4.29.2008

Plazuela del Periodista. A propósito de su aniversario

Lugar común, sí, cliché, tal vez. Pero cuando uno busca en la biblioteca, aparte de un par de artículos en un periódico local recién desaparecido en los que apenas se menciona, no parece que alguien se hubiese ocupado del Parque del Periodista, un machacado espacio que suele usarse para hablar de tribus urbanas, subculturas, antropología o sociología de ciudad.

Zona de tolerancia, dicen muchos. Los que lo dicen saben que el parque, que no es parque sino plazuela, pues por su tamaño así lo dictamina Planeación Municipal, es el lugar en el que las mujeres se besan entre ellas porque allí ya nadie se asusta, y saben que les venden y se fuman un pucho de marihuana, a menos que llegue la policía a hacer una mediocre ronda controladora.
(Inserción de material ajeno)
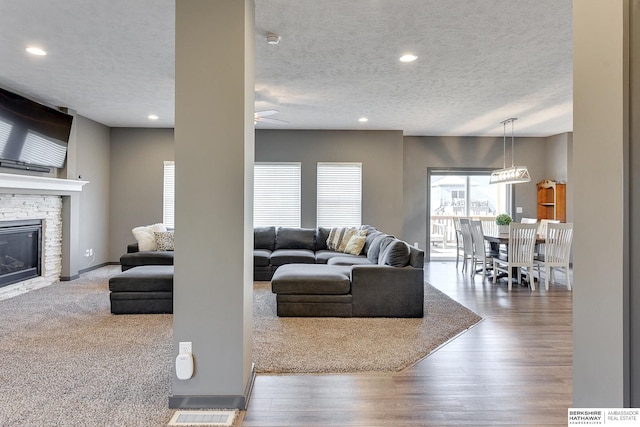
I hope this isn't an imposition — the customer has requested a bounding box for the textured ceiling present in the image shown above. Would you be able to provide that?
[0,0,573,136]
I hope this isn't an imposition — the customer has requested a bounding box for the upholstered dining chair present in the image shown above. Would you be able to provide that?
[493,222,538,291]
[453,216,464,268]
[460,218,473,274]
[480,219,498,235]
[469,220,493,282]
[534,222,573,290]
[538,219,560,241]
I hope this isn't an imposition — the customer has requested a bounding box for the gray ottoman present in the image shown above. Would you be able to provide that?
[271,264,353,317]
[109,265,173,314]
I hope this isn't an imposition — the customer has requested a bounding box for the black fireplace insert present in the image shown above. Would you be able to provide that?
[0,219,42,287]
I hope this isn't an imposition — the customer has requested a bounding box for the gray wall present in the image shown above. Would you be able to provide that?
[255,130,402,237]
[403,136,547,248]
[109,128,174,262]
[75,116,111,272]
[110,128,572,262]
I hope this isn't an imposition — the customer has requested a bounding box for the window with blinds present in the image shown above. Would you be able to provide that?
[253,162,301,227]
[317,163,362,227]
[162,161,176,228]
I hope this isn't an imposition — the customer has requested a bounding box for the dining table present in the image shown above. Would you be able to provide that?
[484,233,545,249]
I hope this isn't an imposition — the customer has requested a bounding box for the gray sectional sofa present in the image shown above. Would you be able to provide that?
[254,226,424,317]
[119,225,424,317]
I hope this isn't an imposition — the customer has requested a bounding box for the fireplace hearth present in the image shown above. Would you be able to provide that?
[0,219,42,287]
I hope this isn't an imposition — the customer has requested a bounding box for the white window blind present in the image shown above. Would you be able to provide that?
[162,161,176,228]
[253,162,300,227]
[317,163,362,227]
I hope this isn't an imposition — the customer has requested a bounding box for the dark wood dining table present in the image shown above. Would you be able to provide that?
[484,233,545,285]
[484,233,545,245]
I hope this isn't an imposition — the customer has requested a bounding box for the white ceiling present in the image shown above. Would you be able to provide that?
[0,0,573,136]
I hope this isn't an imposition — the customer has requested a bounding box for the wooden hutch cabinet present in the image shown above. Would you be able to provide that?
[538,179,567,222]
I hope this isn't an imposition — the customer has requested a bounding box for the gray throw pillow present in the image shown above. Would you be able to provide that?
[378,239,411,267]
[367,233,393,263]
[362,229,382,254]
[316,227,331,251]
[276,227,316,251]
[253,227,276,251]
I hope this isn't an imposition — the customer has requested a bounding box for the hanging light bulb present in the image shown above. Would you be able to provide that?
[489,117,531,184]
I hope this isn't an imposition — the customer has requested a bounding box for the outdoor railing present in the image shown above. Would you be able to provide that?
[429,215,496,249]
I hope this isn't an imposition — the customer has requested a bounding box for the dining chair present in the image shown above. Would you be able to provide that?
[534,222,573,290]
[493,222,538,291]
[538,219,560,241]
[453,216,464,268]
[469,220,493,282]
[460,218,473,271]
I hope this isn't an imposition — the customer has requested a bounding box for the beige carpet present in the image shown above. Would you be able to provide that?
[0,266,480,427]
[0,266,173,427]
[253,282,482,373]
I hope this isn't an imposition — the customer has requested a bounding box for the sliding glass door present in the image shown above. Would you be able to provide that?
[427,169,511,259]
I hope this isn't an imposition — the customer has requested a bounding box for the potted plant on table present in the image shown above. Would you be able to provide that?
[496,214,513,234]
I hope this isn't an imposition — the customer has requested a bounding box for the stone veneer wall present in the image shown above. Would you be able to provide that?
[0,194,62,293]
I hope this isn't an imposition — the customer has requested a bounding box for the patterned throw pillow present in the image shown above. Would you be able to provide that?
[131,223,167,252]
[327,227,355,251]
[154,231,173,251]
[344,234,367,255]
[327,227,367,252]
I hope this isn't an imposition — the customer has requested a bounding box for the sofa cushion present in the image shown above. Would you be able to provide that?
[271,264,351,295]
[378,239,411,267]
[271,249,316,267]
[109,265,173,292]
[327,254,373,265]
[253,227,276,251]
[316,250,345,264]
[253,249,271,267]
[275,227,316,251]
[120,251,173,270]
[131,223,167,251]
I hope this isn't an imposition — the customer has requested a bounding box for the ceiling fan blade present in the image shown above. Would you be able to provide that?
[255,110,280,117]
[255,117,289,125]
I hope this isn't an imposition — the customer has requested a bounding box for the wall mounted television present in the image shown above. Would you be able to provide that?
[0,88,73,172]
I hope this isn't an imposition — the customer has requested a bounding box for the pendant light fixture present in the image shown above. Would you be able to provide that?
[489,117,531,184]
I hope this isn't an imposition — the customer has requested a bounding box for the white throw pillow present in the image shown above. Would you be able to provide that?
[131,223,167,252]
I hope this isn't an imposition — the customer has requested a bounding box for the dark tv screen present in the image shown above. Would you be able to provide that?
[0,88,73,168]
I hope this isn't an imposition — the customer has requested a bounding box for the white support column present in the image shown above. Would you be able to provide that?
[573,0,630,408]
[169,0,254,409]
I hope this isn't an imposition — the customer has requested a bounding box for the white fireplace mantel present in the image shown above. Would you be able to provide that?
[0,173,89,196]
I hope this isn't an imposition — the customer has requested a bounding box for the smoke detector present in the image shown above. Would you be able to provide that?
[267,33,280,45]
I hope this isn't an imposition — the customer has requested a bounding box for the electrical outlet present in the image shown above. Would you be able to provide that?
[178,341,193,354]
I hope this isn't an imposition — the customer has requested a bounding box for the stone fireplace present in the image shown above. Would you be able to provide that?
[0,173,87,293]
[0,194,62,289]
[0,219,42,287]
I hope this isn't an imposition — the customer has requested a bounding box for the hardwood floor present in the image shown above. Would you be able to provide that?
[240,261,579,427]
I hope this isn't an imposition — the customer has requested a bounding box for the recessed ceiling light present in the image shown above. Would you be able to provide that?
[25,46,47,56]
[267,33,280,45]
[400,53,418,62]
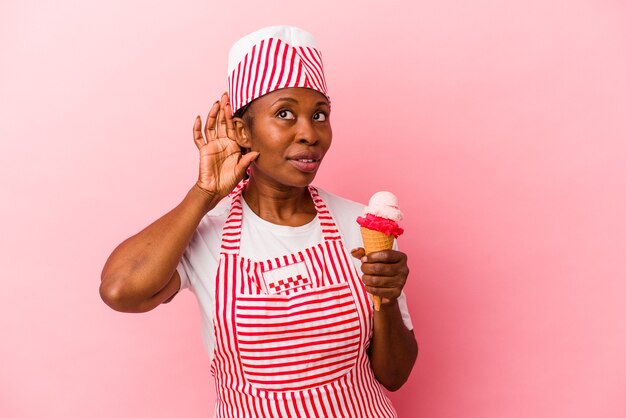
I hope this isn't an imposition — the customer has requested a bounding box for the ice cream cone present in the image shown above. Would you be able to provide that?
[361,227,395,311]
[356,192,404,311]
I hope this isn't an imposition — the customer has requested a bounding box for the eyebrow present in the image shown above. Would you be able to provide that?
[272,97,329,106]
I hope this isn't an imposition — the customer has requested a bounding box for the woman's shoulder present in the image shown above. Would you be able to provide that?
[198,196,232,229]
[316,187,365,231]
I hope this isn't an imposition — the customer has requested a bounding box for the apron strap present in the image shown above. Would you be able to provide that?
[309,186,342,241]
[220,180,341,254]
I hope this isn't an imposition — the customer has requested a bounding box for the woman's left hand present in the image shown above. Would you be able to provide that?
[351,247,409,306]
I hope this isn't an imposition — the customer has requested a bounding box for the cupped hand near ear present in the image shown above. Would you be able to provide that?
[193,93,259,199]
[351,247,409,307]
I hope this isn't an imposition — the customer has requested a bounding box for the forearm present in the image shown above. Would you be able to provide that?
[100,186,219,312]
[369,300,417,391]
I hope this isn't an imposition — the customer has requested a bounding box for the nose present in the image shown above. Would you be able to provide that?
[296,118,318,145]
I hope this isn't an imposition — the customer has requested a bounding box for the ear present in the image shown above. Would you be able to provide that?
[233,118,252,148]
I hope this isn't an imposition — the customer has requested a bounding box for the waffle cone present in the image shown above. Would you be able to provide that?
[361,227,395,254]
[361,227,395,311]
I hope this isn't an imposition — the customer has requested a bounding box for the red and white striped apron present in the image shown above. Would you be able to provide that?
[211,184,396,418]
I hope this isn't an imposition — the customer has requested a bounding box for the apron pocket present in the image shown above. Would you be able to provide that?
[235,283,361,391]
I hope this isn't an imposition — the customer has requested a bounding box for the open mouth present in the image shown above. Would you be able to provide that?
[289,158,321,173]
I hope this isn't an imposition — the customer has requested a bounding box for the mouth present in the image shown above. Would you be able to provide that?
[287,153,322,173]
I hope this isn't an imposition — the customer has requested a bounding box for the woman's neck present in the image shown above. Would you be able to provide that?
[243,177,317,226]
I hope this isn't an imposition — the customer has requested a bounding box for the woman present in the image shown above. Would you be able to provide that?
[100,26,417,417]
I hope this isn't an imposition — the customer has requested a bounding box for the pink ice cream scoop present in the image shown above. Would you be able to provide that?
[356,192,404,238]
[356,192,404,311]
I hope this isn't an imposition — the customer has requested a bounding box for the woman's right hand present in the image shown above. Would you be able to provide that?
[193,93,259,201]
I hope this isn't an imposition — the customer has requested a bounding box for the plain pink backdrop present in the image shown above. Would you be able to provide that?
[0,0,626,418]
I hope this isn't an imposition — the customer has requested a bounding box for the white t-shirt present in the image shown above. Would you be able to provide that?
[176,189,413,360]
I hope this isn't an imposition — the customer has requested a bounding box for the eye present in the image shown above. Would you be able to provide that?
[276,109,296,119]
[313,112,326,122]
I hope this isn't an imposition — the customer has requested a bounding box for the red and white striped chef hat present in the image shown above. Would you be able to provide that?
[228,26,328,113]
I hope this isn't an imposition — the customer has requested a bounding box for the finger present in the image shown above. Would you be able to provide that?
[364,250,406,263]
[224,95,237,141]
[365,286,402,310]
[361,263,402,277]
[236,151,259,178]
[350,247,365,258]
[204,101,220,141]
[361,274,406,289]
[217,93,232,138]
[193,116,206,149]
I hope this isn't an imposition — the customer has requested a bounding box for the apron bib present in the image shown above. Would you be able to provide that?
[211,182,396,418]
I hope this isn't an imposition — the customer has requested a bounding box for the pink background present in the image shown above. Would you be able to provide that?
[0,0,626,418]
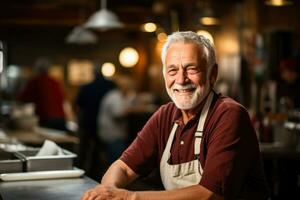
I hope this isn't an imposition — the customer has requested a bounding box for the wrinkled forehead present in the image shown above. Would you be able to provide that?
[165,41,206,64]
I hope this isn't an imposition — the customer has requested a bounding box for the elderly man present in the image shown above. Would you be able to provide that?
[82,32,268,200]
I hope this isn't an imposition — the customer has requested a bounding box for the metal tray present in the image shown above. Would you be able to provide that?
[0,150,24,174]
[16,149,77,172]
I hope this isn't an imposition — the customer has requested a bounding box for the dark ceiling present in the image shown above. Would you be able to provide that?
[0,0,241,29]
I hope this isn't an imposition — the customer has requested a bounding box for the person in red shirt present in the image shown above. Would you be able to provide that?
[82,31,269,200]
[18,58,66,130]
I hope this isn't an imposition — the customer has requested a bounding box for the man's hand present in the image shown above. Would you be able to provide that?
[81,185,134,200]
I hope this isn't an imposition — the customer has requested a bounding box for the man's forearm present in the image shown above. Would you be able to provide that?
[131,185,223,200]
[101,160,138,188]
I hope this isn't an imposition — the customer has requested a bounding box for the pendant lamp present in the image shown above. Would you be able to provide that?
[84,0,124,31]
[66,26,98,44]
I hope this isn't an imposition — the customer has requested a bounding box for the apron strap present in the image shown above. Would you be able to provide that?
[194,92,214,155]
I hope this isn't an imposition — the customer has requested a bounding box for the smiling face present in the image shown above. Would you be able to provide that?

También saben aquellos que en el extremo norte les aguardan sus amados, a la espera de la compañía y el beso que hace tantos años ya se ve sin misterio en estas jardineras.

Pero en aras de esa tolerancia que los de allá promulgan no es posible siquiera que un aficionado tome una foto a eso de las cinco de la tarde. “Prohibidas las fotos”, grita uno de ellos, hay que apagar la cámara, guardarla y mirar con cautela, porque seguro mientras dure esa cerveza te miran ellos con recelo, a la espera de un nuevo flash, con el que te puede ir peor.

Plaza de vicio declarada, el Parque del Periodista es un homenaje a Manuel del Socorro Rodríguez, un bibliotecario que a finales del siglo XIX dio vida a los primeros tabloides con contenido periodístico en Colombia, en otras palabras, se le conoce al hombre como el fundador del periodismo en este país. Por eso el nombre del parque, porque cerca del extremo sur sobrevive un busto desgastado en el que escasamente puede leerse su nombre y razón de ser.

A su alrededor, juegan fuchi y conversan sobre temas superficiales y a veces cargados de ese sinsentido que les proporciona el bareto que lleva ya varias rondas. Ellas se besan, porque en Medellín las mujeres ya empezaron a salir del clóset y aquí bulle en ellas ese deseo de mostrar el amor y el deseo mismo. Ese sonido descompuesto, monofónico, ‘punketo’, ha sonado por años y suena por horas. Se canta, se grita, se susurra, se musita, se toca guitarra, se declama, se ríen, se besan, se traban, se embriagan, se cuidan… todos cuidan su propio pellejo, porque la tolerancia es casi siempre en una sola vía, porque los ladrones también se pasean por el Periodista, hay a veces homofóbicos reprimidos y a la Policía se la ha acusado ya de episodios de brutalidad en este escenario.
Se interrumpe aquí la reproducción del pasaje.